Further, the confirming sub-module is configured to detect a region corresponding to the example image in the image to be processed according to a similarity matching detection algorithm, and verify the detected region based on the classification appearance model.
Furthermore, the automatic trademark classification processing system further comprises a saliency detection module, wherein the saliency detection module is used for performing saliency detection on the image to be processed when the characteristic region does not exist, and determining a main region of the image to be processed according to a saliency value of each pixel point in the detected image to be processed.
Furthermore, the trademark automatic classification processing system further comprises an improvement module, wherein the improvement module is used for performing superpixel segmentation processing on the image to be processed, determining average significance values of all pixels in each superpixel block after processing, sequentially judging whether the average significance value of each superpixel block is higher than a preset wide value, and updating the main body area when the average significance value of the superpixel block is higher than the set wide value.

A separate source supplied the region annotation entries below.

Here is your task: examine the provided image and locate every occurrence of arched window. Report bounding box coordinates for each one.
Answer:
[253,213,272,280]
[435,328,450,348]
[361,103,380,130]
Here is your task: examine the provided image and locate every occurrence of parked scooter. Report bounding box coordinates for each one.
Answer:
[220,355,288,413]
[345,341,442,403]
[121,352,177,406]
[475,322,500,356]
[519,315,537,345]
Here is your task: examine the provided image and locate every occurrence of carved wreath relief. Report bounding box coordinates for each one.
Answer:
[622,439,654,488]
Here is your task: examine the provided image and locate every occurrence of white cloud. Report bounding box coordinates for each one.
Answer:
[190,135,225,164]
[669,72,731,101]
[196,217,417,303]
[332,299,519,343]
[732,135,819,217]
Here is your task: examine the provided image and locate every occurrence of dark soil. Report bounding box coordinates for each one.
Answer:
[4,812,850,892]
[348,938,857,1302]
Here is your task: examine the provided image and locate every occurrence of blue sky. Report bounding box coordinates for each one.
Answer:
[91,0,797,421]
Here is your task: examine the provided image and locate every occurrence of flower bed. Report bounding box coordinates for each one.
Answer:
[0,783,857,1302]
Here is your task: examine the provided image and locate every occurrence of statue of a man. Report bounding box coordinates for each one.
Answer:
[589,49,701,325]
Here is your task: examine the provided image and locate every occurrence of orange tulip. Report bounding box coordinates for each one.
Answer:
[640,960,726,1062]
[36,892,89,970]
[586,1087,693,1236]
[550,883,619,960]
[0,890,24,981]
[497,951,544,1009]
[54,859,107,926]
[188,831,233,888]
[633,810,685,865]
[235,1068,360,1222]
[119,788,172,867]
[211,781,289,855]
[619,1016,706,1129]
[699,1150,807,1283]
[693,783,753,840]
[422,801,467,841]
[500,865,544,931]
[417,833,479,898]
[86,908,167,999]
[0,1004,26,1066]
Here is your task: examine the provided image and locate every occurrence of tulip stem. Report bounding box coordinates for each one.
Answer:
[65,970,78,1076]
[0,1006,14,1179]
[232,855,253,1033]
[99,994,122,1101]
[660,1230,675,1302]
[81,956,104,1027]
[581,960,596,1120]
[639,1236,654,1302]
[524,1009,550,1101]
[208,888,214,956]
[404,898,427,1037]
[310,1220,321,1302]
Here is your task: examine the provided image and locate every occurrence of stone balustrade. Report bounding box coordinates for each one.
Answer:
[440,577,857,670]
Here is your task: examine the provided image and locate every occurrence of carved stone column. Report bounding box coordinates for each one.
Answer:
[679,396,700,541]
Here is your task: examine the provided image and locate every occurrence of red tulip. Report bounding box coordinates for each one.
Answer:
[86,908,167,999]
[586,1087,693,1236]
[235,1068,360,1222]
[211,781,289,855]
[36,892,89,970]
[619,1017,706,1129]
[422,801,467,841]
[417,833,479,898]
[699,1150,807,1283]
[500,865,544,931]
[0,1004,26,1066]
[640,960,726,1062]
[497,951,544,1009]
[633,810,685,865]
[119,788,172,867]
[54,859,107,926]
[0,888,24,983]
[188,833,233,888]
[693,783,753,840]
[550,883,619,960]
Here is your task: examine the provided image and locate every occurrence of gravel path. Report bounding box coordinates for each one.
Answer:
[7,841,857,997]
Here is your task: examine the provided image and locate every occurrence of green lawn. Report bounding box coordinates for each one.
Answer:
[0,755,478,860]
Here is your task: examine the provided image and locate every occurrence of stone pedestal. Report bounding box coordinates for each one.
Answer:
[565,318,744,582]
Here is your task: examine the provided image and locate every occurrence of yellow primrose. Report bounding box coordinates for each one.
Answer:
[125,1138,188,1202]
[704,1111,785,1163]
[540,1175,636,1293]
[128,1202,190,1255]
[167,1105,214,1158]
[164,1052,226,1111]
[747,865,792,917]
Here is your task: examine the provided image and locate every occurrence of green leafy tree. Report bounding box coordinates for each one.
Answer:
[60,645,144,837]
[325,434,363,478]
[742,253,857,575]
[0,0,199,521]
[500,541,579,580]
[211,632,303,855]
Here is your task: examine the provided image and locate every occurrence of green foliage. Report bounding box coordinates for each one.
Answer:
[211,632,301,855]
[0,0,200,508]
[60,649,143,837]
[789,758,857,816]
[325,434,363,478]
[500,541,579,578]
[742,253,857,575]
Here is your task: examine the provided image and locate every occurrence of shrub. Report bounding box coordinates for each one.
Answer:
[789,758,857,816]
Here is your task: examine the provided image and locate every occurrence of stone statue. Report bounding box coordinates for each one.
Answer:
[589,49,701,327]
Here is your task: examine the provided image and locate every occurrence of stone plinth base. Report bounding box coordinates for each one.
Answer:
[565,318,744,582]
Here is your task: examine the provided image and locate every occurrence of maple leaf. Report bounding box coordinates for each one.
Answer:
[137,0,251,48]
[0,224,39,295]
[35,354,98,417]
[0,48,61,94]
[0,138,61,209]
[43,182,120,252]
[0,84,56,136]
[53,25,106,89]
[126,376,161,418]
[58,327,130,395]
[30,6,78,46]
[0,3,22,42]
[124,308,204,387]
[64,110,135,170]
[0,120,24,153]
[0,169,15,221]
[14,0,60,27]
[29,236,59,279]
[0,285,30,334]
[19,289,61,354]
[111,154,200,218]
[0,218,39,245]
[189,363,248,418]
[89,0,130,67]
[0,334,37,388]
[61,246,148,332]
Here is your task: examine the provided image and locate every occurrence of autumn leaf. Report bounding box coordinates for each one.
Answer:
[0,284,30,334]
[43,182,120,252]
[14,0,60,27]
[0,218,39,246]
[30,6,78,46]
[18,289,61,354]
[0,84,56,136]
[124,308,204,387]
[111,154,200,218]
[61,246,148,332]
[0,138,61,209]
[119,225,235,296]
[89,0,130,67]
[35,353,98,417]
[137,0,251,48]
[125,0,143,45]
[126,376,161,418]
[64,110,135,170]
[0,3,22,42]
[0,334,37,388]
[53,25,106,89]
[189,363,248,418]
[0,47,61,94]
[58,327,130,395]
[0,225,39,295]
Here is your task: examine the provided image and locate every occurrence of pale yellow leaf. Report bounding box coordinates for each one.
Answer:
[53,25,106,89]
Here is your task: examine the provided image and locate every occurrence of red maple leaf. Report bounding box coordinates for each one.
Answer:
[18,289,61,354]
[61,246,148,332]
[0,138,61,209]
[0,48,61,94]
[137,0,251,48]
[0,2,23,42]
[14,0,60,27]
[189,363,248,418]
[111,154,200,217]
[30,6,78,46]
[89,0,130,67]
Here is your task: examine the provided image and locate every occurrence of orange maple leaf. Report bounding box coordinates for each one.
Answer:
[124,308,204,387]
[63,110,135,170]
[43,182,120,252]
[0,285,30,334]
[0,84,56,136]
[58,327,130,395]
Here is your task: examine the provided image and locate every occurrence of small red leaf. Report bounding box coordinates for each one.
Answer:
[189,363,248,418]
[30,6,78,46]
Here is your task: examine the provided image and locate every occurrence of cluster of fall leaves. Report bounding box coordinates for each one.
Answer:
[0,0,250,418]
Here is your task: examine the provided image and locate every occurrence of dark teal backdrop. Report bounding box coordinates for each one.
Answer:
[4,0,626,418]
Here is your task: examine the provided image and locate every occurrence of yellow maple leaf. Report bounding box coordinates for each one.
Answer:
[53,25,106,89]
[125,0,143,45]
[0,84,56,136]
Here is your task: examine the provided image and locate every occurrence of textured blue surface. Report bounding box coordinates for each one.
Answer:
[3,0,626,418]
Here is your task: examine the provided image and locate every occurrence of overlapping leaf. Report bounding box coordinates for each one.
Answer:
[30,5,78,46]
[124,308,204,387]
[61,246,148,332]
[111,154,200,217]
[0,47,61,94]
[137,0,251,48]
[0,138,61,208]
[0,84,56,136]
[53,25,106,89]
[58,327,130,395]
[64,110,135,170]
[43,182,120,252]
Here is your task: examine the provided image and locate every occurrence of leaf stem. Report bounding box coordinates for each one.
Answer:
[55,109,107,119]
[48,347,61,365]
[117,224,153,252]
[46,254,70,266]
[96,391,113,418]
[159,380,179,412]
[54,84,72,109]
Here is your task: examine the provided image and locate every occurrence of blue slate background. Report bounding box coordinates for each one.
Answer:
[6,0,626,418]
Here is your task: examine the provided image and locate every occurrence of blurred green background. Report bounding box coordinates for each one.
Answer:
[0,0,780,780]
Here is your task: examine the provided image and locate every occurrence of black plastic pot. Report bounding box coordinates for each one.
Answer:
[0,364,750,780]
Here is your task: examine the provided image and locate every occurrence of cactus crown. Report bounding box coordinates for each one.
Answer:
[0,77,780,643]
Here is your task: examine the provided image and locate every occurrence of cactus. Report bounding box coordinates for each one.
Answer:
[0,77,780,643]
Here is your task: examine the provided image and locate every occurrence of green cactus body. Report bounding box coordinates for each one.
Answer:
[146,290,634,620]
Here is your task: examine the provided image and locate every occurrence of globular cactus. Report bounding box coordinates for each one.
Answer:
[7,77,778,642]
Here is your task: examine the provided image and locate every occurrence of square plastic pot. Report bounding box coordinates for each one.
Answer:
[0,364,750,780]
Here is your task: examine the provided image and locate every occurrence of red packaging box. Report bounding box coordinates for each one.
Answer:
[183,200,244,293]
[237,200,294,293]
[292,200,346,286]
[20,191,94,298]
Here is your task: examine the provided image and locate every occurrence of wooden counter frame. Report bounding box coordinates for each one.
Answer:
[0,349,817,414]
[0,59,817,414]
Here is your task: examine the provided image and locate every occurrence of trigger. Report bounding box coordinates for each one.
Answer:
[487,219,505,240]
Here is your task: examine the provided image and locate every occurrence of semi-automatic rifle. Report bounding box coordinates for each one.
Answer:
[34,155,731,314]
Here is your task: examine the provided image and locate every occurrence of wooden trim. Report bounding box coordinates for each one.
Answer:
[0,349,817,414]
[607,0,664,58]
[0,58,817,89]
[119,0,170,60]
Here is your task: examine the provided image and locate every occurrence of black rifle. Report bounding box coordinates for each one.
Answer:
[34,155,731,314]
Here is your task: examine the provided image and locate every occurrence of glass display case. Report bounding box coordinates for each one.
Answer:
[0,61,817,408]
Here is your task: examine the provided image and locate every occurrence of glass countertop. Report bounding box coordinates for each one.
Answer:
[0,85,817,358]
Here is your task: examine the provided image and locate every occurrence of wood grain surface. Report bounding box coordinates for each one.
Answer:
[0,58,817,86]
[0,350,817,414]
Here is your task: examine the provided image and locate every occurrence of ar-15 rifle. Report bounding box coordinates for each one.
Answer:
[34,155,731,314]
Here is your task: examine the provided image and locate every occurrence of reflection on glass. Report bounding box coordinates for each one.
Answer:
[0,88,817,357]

Furthermore, after the classification module marks the classification category to which the image to be processed belongs, a classification label is set according to actual requirements to classify the image; the classification label is provided with corresponding global characteristics and local characteristic categories.
The invention has the beneficial effects that:
1. according to the method, the main body area of the image to be processed is obtained in different modes according to different conditions of whether the characteristic area corresponding to the specified characteristic exists in the image to be processed or not, the preset algorithm is executed in the image of the main body area, and the image corresponding to the algorithm is used as the main body part of the image to be processed. Therefore, on the basis of realizing automatic extraction of the image main body, the extracted main body is accurate and reliable, and the processing efficiency is improved.
2. According to the method, through historical data accumulation and conversion analysis of the short-term behavior of the user to the long-term behavior, characteristics which are not interesting to the user are more accurately analyzed and extracted, more accurate trademark classification basis is provided for subsequent recommendation, and content loss caused by classification errors is avoided to a greater extent; when the trademark features of the user are more accurate, the overall click rate of the recommended content is better improved.
3. The invention solves the problem that the current trademark image retrieval research is still basically in the experimental stage. The searching method overcomes the defects of the existing searching method in the aspects of scaling and rotation invariance, searching capability for geometric deformation, searching precision, consistency of images and human visual perception and the like, achieves a more effective searching mode, and integrates various algorithms to meet the searching requirement.
Drawings
In order to more clearly illustrate the embodiments of the present invention or the technical solutions in the prior art, the drawings used in the description of the embodiments or the prior art will be briefly described below, it is obvious that the drawings in the following description are only some embodiments of the present invention, and for those skilled in the art, other drawings can be obtained according to the drawings without creative efforts.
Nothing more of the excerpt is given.